Navy shooting rampage fuels calls to close Manus Island

The Good Friday attack on the Manus detention centre has brought renewed calls for its closure.

Both the Refugee Council and the Australian Churches Refugee Task Force issued statements; with the Task Force calling on the government, “To lift the veil of re-traumatisation and fear for refugees and asylum seekers, and to evacuate the camps on Manus and Nauru.”

The government has tried to play down the events of Good Friday. Its fake news bulletin said that shots from a single gun were fired into the air, but the photos of bullet holes throughout the detention centre including accommodation areas tell the real story. And the full scale of the attack has yet to be revealed.

It is now clear that the PNG police were not armed on Good Friday and were not responsible for any of the gunshots. The 100 rounds shot into the detention centre were all fired by navy personnel.

Detention staff fled the compounds or took cover inside as the centre was besieged by navy personnel and the bullets flew.

One Sudanese refugee sustained a head injury when he was hit by rocks in the initial stage of the attack outside the detention centre. But the attack quickly escalated.

In a shameful attempt to deflect attention from the Australian government’s responsibility, Peter Dutton used Sky News to make the disgraceful and unsubstantiated allegation that the attack came after asylum seekers tried to lead a five-year-old boy into the detention centre.

It is a typical Dutton slur—a tried and true Liberal tactic—similar to the way the Coalition government used unsubstantiated (and now refuted) allegations of paedophile rings to justify the Intervention in Aboriginal communities in the Northern Territory.

Reports in the PNG media have outlined what really happened, pointing the finger at “undisciplined soldiers”. The National reports, “The riot also resulted in injuries sustained by a senior PNG Immigration officer and police officers and thousands of kina worth of damage to government properties at the regional processing centre at the Lombrum Naval Base.”

The Manus police commissioner stated that, “…locals in communities who are employed at the detention centre say the actions by soldiers are disgraceful.”

At least three cars, two belonging to PNG Immigration, were badly damaged. And at least one Wilson’s guard was beaten when the mob tried to break through the locked gates of Oscar compound to gain access to the detention centre.

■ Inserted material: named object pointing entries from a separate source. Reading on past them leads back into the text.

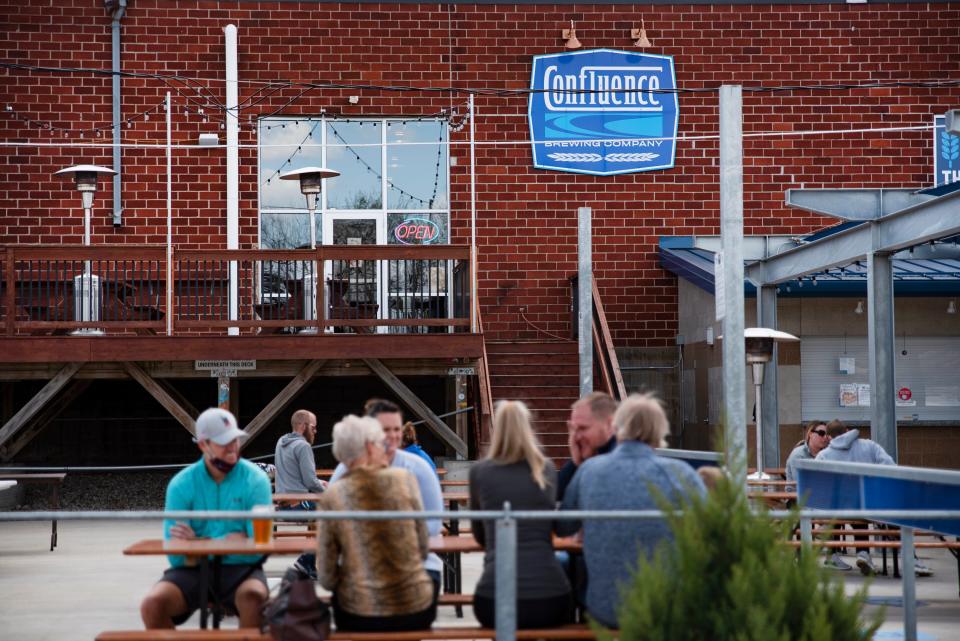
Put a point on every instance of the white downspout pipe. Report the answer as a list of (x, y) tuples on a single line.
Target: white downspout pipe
[(232, 117), (117, 16)]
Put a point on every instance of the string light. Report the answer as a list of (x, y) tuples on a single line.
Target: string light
[(45, 125)]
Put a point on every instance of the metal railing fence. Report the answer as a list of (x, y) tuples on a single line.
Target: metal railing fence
[(506, 537)]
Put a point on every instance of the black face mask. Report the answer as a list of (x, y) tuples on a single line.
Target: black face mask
[(222, 465)]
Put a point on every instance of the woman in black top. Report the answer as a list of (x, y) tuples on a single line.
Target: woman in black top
[(516, 470)]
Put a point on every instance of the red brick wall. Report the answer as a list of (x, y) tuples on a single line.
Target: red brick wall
[(526, 218)]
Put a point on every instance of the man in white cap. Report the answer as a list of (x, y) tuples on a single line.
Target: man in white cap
[(221, 480)]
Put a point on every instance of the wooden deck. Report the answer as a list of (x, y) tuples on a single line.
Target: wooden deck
[(72, 314), (296, 347)]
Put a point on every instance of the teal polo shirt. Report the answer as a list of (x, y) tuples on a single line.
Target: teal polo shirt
[(193, 488)]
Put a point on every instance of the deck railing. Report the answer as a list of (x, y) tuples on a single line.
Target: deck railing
[(124, 289)]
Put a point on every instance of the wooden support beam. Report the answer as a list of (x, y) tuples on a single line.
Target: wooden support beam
[(281, 400), (419, 408), (47, 415), (37, 403), (159, 392)]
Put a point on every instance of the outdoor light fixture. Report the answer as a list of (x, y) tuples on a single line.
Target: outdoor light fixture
[(86, 288), (570, 35), (311, 184), (759, 349), (951, 122), (639, 36)]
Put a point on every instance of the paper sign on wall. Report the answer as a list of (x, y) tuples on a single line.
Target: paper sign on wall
[(848, 365), (848, 395), (905, 397)]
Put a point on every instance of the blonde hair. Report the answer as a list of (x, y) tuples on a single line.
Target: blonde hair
[(514, 440), (602, 406), (640, 417), (351, 435)]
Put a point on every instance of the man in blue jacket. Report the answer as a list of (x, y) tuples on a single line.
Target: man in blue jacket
[(220, 480), (846, 445)]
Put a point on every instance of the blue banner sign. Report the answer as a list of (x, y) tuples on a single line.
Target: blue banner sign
[(946, 154), (603, 112)]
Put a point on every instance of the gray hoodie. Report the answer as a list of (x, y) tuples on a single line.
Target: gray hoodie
[(853, 449), (296, 467), (800, 453)]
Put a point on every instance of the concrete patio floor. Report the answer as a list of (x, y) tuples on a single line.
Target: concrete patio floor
[(86, 585)]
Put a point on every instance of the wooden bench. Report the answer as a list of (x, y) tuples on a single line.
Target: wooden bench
[(453, 598), (54, 480), (252, 634)]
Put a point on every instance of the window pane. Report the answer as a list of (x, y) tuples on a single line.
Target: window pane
[(299, 146), (355, 280), (359, 184), (417, 173), (284, 231)]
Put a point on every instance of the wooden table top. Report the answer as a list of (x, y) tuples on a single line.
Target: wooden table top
[(298, 545), (204, 547), (294, 497), (31, 476), (327, 473)]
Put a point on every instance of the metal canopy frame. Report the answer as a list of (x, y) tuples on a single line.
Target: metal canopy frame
[(874, 241)]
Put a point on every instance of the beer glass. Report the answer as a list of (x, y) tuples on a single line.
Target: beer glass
[(262, 528)]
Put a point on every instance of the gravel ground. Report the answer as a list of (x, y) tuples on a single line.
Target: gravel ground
[(105, 491)]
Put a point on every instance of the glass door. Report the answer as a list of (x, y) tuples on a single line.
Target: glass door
[(353, 290)]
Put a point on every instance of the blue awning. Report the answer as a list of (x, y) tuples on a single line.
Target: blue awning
[(911, 277)]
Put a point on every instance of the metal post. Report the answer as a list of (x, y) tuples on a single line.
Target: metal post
[(806, 530), (770, 416), (506, 572), (120, 11), (474, 303), (731, 242), (170, 281), (909, 584), (585, 298), (232, 125), (758, 396), (880, 336), (223, 392)]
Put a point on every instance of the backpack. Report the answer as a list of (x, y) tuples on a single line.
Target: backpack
[(295, 613)]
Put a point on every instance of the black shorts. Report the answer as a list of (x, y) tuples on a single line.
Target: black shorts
[(231, 576)]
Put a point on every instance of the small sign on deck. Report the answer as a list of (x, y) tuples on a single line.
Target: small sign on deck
[(461, 371), (224, 368)]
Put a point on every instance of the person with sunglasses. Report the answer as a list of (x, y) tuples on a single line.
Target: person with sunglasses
[(815, 439)]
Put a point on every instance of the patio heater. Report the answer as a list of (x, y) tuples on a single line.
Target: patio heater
[(759, 349), (86, 287), (311, 184)]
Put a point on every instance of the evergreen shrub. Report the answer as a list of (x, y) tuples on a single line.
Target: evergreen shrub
[(729, 577)]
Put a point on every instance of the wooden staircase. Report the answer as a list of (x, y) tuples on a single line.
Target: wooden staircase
[(545, 376)]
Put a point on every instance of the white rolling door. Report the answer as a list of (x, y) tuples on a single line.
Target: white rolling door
[(927, 377)]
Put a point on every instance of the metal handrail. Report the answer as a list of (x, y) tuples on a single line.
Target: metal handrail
[(506, 537)]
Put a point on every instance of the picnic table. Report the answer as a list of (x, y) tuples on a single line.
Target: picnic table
[(54, 480), (209, 554)]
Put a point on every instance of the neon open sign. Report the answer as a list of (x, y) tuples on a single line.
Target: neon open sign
[(417, 231)]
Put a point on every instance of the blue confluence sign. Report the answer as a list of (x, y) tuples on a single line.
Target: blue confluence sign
[(946, 154), (603, 112)]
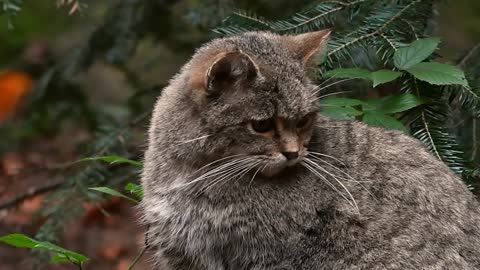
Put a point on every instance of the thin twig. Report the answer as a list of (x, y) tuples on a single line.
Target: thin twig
[(31, 193), (140, 255)]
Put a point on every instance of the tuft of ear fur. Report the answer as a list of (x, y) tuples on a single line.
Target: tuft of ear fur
[(308, 47), (229, 69)]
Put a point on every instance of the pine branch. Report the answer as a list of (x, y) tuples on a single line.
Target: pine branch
[(377, 24), (429, 126), (318, 16)]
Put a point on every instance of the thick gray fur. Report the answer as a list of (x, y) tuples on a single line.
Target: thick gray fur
[(413, 211)]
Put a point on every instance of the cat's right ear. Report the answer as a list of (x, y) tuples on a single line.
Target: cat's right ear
[(228, 70)]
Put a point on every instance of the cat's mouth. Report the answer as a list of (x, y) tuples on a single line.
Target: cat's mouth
[(277, 163)]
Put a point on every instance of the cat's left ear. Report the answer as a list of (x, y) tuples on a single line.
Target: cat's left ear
[(310, 47), (229, 69)]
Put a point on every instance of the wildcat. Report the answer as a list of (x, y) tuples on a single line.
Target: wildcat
[(241, 172)]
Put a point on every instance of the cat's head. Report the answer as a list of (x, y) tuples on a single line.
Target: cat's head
[(247, 101)]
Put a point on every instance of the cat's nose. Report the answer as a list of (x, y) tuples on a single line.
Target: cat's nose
[(290, 155)]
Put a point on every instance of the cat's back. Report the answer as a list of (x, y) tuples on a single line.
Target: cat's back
[(415, 213)]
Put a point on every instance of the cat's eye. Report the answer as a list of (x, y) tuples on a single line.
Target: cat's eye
[(263, 126), (304, 122)]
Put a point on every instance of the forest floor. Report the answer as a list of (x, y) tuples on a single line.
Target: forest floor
[(111, 242)]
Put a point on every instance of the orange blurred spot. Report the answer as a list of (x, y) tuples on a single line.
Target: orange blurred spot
[(13, 86)]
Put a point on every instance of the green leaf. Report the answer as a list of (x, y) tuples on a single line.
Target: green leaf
[(113, 192), (393, 103), (438, 74), (73, 257), (384, 76), (341, 112), (382, 120), (18, 240), (59, 258), (61, 254), (114, 160), (419, 50), (333, 101), (349, 73), (135, 189)]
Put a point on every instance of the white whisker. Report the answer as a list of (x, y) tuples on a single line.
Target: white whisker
[(310, 168), (192, 140), (316, 91), (336, 179), (261, 168)]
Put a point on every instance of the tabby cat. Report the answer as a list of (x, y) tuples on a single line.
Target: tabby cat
[(242, 172)]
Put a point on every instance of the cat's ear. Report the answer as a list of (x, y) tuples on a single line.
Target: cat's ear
[(229, 69), (310, 47)]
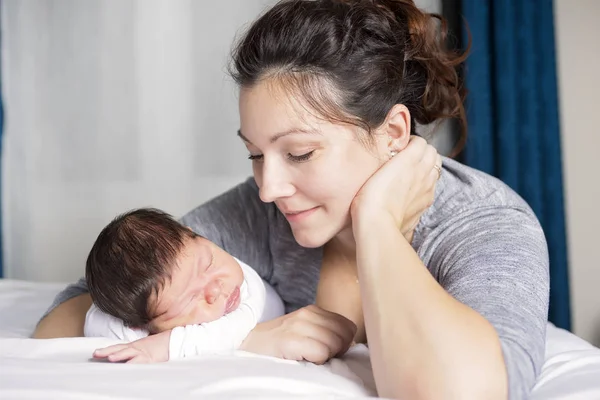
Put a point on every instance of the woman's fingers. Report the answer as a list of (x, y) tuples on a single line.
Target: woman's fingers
[(330, 321), (307, 348)]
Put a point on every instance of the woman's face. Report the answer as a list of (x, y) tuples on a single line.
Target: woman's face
[(310, 168)]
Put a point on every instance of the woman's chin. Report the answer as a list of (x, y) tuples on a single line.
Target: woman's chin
[(311, 240)]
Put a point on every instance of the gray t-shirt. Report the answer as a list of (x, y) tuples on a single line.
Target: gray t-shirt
[(480, 241)]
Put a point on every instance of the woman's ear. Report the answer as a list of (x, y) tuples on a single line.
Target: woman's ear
[(396, 128)]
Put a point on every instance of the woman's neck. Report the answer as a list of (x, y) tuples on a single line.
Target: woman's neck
[(345, 244)]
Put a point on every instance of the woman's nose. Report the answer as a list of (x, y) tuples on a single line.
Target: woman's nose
[(212, 291), (274, 184)]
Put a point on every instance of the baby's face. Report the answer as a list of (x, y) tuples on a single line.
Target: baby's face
[(204, 286)]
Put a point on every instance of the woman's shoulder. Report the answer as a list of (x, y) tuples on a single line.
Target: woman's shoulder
[(462, 189), (469, 197)]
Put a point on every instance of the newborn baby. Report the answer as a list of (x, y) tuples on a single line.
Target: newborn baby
[(170, 292)]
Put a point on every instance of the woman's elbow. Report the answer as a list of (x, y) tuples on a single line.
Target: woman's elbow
[(66, 320)]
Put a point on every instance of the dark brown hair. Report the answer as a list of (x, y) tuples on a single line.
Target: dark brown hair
[(353, 60), (131, 259)]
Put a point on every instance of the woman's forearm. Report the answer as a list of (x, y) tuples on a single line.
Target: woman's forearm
[(424, 344)]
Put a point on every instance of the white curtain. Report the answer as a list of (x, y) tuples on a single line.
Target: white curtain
[(112, 105)]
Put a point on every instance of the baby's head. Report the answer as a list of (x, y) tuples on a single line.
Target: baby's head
[(154, 273)]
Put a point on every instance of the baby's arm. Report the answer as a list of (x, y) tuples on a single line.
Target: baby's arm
[(229, 331), (100, 324)]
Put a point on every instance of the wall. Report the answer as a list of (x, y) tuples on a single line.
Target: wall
[(577, 38)]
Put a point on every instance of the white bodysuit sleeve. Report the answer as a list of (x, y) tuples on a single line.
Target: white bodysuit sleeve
[(228, 332), (100, 324)]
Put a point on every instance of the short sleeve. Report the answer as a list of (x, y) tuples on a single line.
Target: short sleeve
[(495, 260)]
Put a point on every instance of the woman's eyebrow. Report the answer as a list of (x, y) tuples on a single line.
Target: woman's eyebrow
[(291, 131)]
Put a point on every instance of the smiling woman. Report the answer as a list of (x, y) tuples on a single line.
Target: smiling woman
[(452, 264)]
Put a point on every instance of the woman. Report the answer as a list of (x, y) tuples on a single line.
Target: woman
[(450, 286)]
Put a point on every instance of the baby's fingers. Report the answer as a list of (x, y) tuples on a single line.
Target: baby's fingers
[(129, 353), (106, 351)]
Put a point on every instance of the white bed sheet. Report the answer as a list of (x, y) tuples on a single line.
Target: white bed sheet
[(62, 368)]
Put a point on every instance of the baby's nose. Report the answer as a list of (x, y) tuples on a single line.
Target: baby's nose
[(212, 291)]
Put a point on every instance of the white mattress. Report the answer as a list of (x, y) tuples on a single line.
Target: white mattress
[(62, 368)]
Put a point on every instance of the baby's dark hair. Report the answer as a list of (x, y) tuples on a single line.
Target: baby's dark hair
[(132, 258), (353, 60)]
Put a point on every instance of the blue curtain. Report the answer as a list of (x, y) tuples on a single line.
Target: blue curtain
[(513, 121), (1, 131)]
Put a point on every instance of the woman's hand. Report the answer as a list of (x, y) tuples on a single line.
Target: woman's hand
[(404, 186), (310, 334)]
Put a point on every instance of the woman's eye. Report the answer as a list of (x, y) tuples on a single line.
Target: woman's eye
[(303, 157), (255, 157)]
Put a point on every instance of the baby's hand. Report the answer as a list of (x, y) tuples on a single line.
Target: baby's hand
[(153, 348)]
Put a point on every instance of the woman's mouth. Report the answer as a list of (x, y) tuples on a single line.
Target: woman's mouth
[(297, 216), (233, 301)]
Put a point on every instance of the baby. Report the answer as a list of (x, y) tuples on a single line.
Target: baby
[(170, 292)]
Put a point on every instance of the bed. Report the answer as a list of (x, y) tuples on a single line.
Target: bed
[(62, 368)]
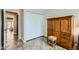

The mob also went on to trash a Wilson’s Security office some distance away; an indication of both fury of the attack and the long-standing tensions between the navy, Wilson security and PNG Immigration and police, created by the detention centre on the navy base.

Investigation

The Good Friday attack brought back all the fears that have hung over the Manus detention centre since the February 2014 attack that left Reza Barati dead and around 70 others with serious injuries.

The PNG defence force has announced an investigation into the incident. But don’t expect a result any time soon. Only senior navy officers would either have had guns on the day or access to guns to use in the attack.

While two locals were scapegoated and convicted of killing Reza Barati, none of the PNG police who used guns in the 2014 attack on the detention centre has ever been held to account.

As elections loom in PNG, Manus Island is a running sore for the PNG government. Prime Minister Turnbull made a special visit to Port Moresby to stand alongside out-going PNG Prime Minister Peter O’Neill to announce that Manus Island would be closed by “the end of the year.” But they said the same thing a year ago, when the PNG Supreme Court ordered the PNG and Australian governments to close the illegal prison.

Meanwhile fears are intensifying that the US resettlement deal will mean next to nothing on Manus (or Nauru). Despite saying that all refugees who indicated an interest in going to the US would be fingerprinted, the US team left Manus Island after fingerprinting only the 300 who had an initial interview.

Peter Dutton keeps saying that no Manus asylum seekers or refugees will ever come to Australia. He keeps saying it because, as the thousands who marched on Palm Sunday showed, there is a movement that is determined to prove him wrong.

The pressure is building on the government as the end of Ferrovial’s Manus contract approaches in October. The PNG government is incapable and unwilling to resettle refugees.

As the failure of the US deal becomes even more obvious in the weeks ahead the refugee campaign will need to hammer home the message: close Manus and Nauru and bring them all here.